Il deserto sanitario toglie servizi essenziali a migliaia di utenti e scatena polemiche in undici paesi della presila catanzarese: da Sersale a Petronà, passando per Zagarise e Belcastro. E altri comuni ancora.
Come se non bastassero già paesi senza medico di famiglia, le guardie mediche chiuse e le autolettighe demedicalizzate, ora è la volta di interi territori lasciati senza postazione di servizio pronto intervento 118.
Succede nel distretto sanitario di Sersale dove, nell’ultimo mese, un giorno si e un giorno no, si registrano, come oggi, decisioni a dir poco opinabili. A volte viene spostato l’autista, altre volte l’infermiere, mai il medico perché non c’è.
Tradotto: l’ambulanza a Sersale c’è, ma è parcheggiata perché mancano gli operatori precettati su altre sedi come a Taverna o a Falerna. Esemplifichiamo.
E se sta male un cittadino anziano di Sersale? L’ambulanza deve arrivare da Sellia Marina oppure da Catanzaro lido per raggiungere realtà lontane dal nosocomio più vicino almeno 60 chilometri.

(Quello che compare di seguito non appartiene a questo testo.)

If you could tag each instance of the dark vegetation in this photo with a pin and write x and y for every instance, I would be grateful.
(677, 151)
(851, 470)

Altra anomalia: l’infermiere opera nell’ambulanza senza dottore , ma il medico non può lavorare senza infermiere.
Del pesante disservizio sono stati resi edotti tutti i sindaci dei paesi interessati nella speranza di una presa di posizione netta e inequivocabile della politica locale.
Dopo la pandemia, si è parlato di valorizzare e potenziare la medicina territoriale: in queste latitudini il coronavirus non ha insegnato nulla.